Email | Print    Type Size  -  +

Doing well by clearing the air

Investing in carbon credits takes an appetite for risk and complexity. But this market is doing much better than most.

By Marc Gunther, senior writer
November 3, 2008: 7:09 AM ET

bugnion.03.jpg
Consultant Bugnion expects carbon trading to boom if the U.S. joins in.
emerging_market.gif
pedro_moura_costa.jpg
EcoSecurities co-founder Pedro Moura Costa sold a stake to Credit Suisse in 2007; the bank lost millions on the deal, but analysts expect the value of the carbon-credit developer to rebound.

(Fortune Magazine) -- Has your latest brokerage statement got you down? Maybe it's time to try something completely different: a $96 billion market built entirely on the certifiable absence of a colorless, odorless gas.

That would be the curious and high-growth business of carbon finance. Its primary purpose is to curb global warming by stimulating the trade of a new commodity known as a carbon-emissions reduction credit. Scoff if you like, but know this: During 2008 (through Oct. 15), the value of an index of carbon credits - which you can now purchase on the New York Stock Exchange - grew 5.4%. Can you say that about anything in your portfolio?

What's more, almost everyone expects carbon trading to really take off once the U.S. government regulates greenhouse gases, as both presidential candidates promise to do. Of course, if Washington doesn't act, the market could vaporize. "These are political markets, and you can't take the politics out," says Véronique Bugnion, an analyst with consultancy Point Carbon.

Carbon finance, in fact, was born of politics: In 2000 the World Bank, under then-president James Wolfensohn, created an investment vehicle called, appropriately, the Prototype Carbon fund. Backed by the governments of Canada, Finland, Japan, the Netherlands, Norway, and Sweden and by 17 companies, including BP, Deutsche Bank, and Mitsubishi, the $135 million fund invested in forests in Romania, hydropower in Costa Rica, and wind farms in China. All the projects were designed to prevent carbon dioxide or other greenhouse gases from entering the earth's atmosphere. They earn one carbon credit for each ton of carbon dioxide or its equivalent in greenhouse gases that they keep out of the atmosphere.

When the European Union began regulating greenhouse-gas emissions in 2005, the credits became valuable. Instead of curbing their own emissions, companies were permitted to purchase credits. A coal-burning utility in Germany, for example, could buy credits to comply with the regulations if doing so was cheaper than switching from burning coal to natural gas.
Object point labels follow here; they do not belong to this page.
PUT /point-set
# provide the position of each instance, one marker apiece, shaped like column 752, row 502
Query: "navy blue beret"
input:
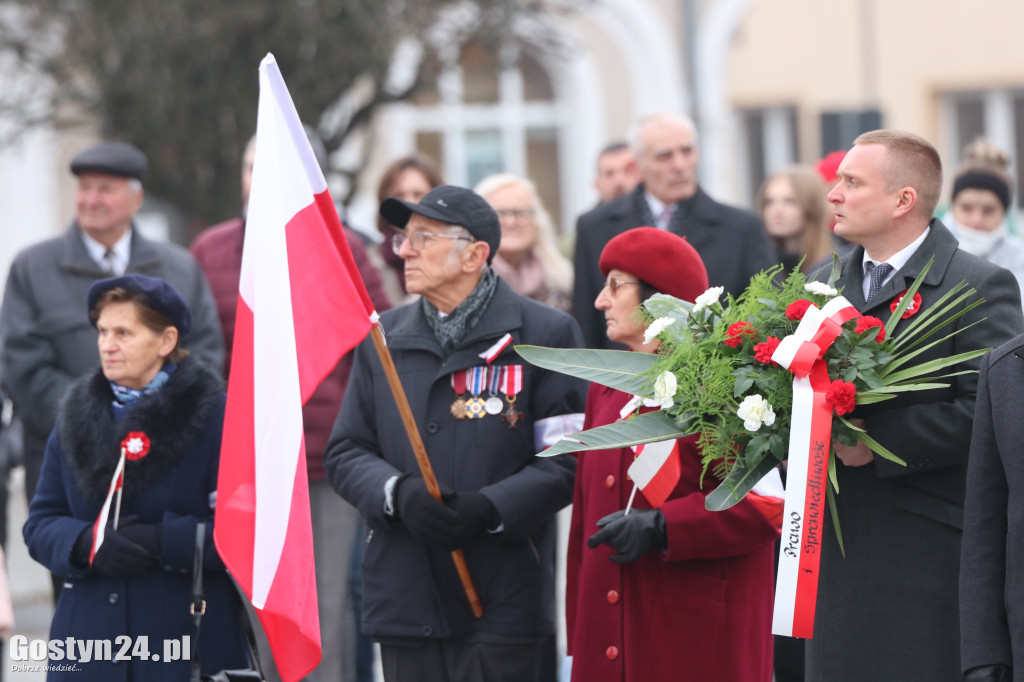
column 156, row 293
column 119, row 159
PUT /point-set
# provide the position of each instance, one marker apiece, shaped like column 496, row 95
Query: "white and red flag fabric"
column 656, row 470
column 99, row 525
column 301, row 306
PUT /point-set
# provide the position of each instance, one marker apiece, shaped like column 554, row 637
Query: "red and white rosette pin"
column 807, row 475
column 135, row 445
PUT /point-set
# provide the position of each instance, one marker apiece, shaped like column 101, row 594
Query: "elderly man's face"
column 863, row 205
column 435, row 266
column 668, row 161
column 104, row 205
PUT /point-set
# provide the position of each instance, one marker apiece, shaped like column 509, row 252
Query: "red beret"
column 664, row 260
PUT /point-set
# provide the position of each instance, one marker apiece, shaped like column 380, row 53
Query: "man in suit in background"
column 992, row 570
column 731, row 242
column 888, row 610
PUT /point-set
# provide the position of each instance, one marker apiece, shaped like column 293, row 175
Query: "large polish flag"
column 302, row 305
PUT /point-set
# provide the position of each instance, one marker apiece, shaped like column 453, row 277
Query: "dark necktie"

Wolfensohn, who left the World Bank in 2005, is still playing the carbon market. He and his son Adam are investors in a startup called Verdeo that aims to develop carbon credits in the U.S. Big banks see opportunities too. J.P. Morgan Chase (JPM, Fortune 500) this year acquired a British-based project developer called ClimateCare, which creates credits by deploying efficient cookstoves in Uganda. (The stoves burn less wood, thereby curbing emissions.) Goldman Sachs (GS, Fortune 500) has invested alongside a carbon project developer called Natsource to capture potent industrial gases from chemical plants in China. Recently Greenhouse Gas Services, a joint venture of General Electric and utility company AES, signed an agreement to generate carbon credits for Google (GOOG, Fortune 500), beginning with a project to capture methane gas at a North Carolina landfill. (Google needs credits because it has promised to become carbon neutral.)

Enormous market

Carbon finance is "obviously an enormous market," says Kevin Walsh, a GE Energy executive who is overseeing the joint venture with AES. "We don't go after a business if we think it's going to be a popcorn stand."

So how do you get in on the action? Several British-based carbon-credit developers, including Camco Global (CAO) and EcoSecurities (ECO), are publicly traded on the London Stock Exchange's alternative investment market. Retail investors can also gain exposure to the carbon markets through Barclays IPath Global Carbon ETN (GRN), an investable index that began trading on the New York Stock Exchange in June.

These investments are not for the faint of heart. "It's a very, very risky market and one that few people understand well, including people who are in it," says Ken Newcombe, who ran the World Bank carbon fund and then oversaw carbon trading at Goldman Sachs. Newcombe is about to launch his own carbon finance startup, but he warns that "betting on an individual company requires knowledge of the regulatory climate as well as its ability to manage that risk, which is esoteric." As with any commodity, a rising price for carbon credits doesn't mean that individual companies will prosper.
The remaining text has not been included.